You’ve seen it before — countless times probably — the banal phrases: “Visit us on Facebook” or “Friend us on Twitter.”
These days, marketing should run hand-in-hand with a strong social media presence. But having a profile on Facebook or sending tweets on Twitter are table stakes, not (as we see over and over again) the closing exclamation point for a television commercial or a radio spot.
Consider this: The most vital brands – Apple, Amazon and Nike – never advertise their existence on Facebook. It’s a given that Amazon has a group page on Facebook and that Nike is sending out frequent tweets on Twitter. As consumers in an evolving marketplace, we should assume this and companies should act accordingly.
Brian Stelter, a media reporter for The New York Times, who was highlighted in Page One, a documentary on the changing landscape of the newspaper industry, provided interesting insight on this topic.
“Twitter makes us faster and smarter,” Stelter said in a recent interview. “It doesn’t change my day, but it probably changes how aware I am of the news.
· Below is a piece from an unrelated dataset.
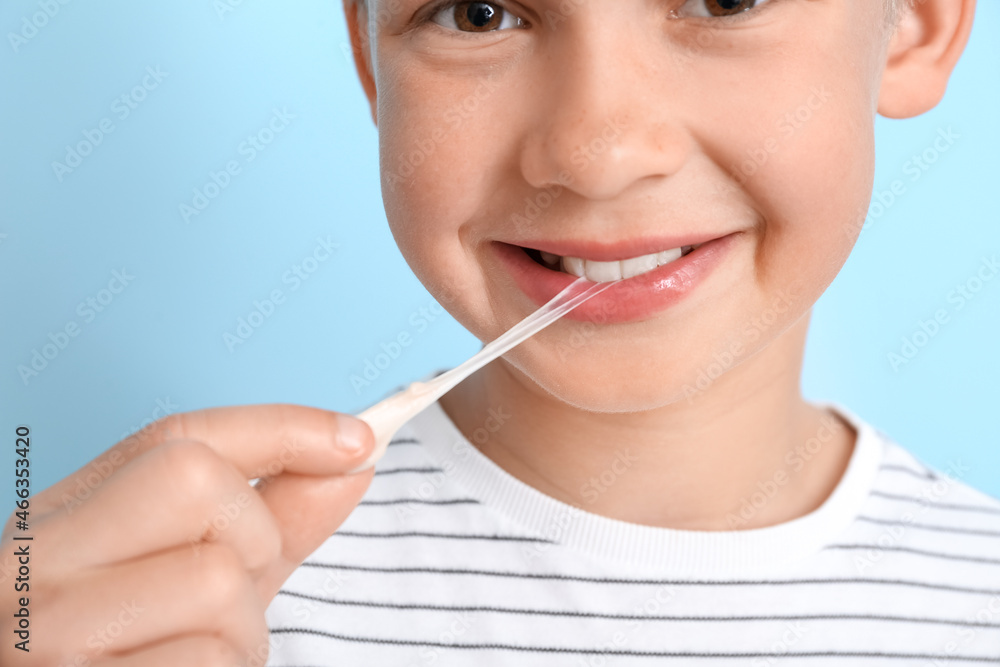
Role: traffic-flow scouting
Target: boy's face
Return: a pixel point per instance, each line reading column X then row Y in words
column 613, row 120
It makes me respond to the news faster.”
While this blog isn’t about focusing on the positive facets of Twitter and Facebook, it is about reminding companies that using these social media tools isn’t “big news.” Stelter reaffirms the necessity of these social media avenues for businesses.
Having a social media presence is an intangible for businesses, but sharing that you have it is not a means to steal market share.
Just as banks offer free checking, or fast food restaurants offer quick service, every vital company should have a Facebook and Twitter identity.
A word to the wise: Please stop wasting your time telling us you have these options.